These structural changes were not an end in themselves or arbitrary political decisions, but rather always represented responses to developments in the security environment. Even by the early 1990s, the Bundeswehr’s task spectrum had changed dramatically, which could not fail to affect the history of the Medical Service. In 1992, the German government decided that the Bundeswehr would no longer only protect “Germany and its citizens from political extortion and external danger” but also serve “world peace and international security in accordance with the Charter of the United Nations”. For years, the constitutional basis for these “out-of-area missions” was a subject of discussion. It was not until 12 July 1994 – in other words, after the German armed forces’ first UNUnited Nations contingent operation in Cambodia in 1992/1993 – that the decision of the governing coalition at that time was ultimately approved in a judgment by the Federal Constitutional Court.
In the “technical guideline on medical care for Bundeswehr military personnel on operations”, which was issued the next year in 1995, the Surgeon General of the Bundeswehr defined the principle that medical care for all military personnel deployed outside Germany must ultimately be equivalent to the standard of medical care in Germany.

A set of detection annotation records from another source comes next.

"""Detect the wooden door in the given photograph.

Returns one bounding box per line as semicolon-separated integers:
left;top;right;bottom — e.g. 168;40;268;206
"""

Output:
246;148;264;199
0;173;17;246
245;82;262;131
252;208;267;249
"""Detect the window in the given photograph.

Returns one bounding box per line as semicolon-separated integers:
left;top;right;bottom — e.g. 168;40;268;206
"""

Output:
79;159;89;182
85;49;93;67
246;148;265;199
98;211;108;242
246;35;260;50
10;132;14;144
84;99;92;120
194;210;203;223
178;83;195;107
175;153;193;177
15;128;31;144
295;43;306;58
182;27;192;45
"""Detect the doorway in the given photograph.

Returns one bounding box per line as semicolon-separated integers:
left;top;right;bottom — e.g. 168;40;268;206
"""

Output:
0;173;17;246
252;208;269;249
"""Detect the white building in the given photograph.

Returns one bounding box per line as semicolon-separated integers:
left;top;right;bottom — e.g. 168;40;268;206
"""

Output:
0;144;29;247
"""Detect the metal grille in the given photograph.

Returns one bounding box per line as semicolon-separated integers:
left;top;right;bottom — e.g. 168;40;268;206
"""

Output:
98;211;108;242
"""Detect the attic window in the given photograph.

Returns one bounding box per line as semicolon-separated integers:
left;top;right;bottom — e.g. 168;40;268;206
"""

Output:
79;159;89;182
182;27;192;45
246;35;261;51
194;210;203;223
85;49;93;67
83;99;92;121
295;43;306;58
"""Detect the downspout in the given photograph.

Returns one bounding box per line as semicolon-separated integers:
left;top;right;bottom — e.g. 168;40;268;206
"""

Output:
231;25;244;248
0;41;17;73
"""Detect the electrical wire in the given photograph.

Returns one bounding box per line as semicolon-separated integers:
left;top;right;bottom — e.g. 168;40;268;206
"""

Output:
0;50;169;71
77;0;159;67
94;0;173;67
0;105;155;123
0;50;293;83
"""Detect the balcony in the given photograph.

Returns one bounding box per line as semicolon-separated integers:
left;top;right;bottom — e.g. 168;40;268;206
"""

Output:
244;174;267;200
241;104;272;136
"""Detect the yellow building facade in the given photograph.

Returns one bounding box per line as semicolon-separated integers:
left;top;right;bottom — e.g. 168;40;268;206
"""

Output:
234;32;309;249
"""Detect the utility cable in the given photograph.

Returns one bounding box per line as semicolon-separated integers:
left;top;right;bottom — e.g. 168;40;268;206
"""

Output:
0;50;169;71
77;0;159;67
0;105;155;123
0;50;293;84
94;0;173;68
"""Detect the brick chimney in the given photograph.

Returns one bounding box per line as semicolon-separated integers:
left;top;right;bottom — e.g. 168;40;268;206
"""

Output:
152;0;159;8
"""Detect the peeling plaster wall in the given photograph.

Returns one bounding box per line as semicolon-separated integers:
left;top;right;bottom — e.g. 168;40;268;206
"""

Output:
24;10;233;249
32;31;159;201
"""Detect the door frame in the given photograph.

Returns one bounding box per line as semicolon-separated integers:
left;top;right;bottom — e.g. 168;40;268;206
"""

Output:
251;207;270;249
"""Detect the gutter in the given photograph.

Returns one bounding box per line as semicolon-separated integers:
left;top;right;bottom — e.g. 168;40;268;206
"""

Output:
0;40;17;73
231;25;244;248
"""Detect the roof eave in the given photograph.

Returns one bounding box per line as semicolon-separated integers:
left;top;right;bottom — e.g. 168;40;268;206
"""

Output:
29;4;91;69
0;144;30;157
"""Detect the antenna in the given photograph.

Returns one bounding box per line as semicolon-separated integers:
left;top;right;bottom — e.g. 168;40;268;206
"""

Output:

The attacks on the World Trade Center on 11 September 2001 and the resulting fight against international terrorism represented yet another caesura for the Medical Service. Whereas the focus up to that point had been primarily on caring for members of humanitarian and stabilisation missions, the operations in Afghanistan starting in 2002 were the German armed forces’ first combat mission after World War II, which not only resulted in changes in the injury patterns and the types of treatment they required, but also came with ethical challenges.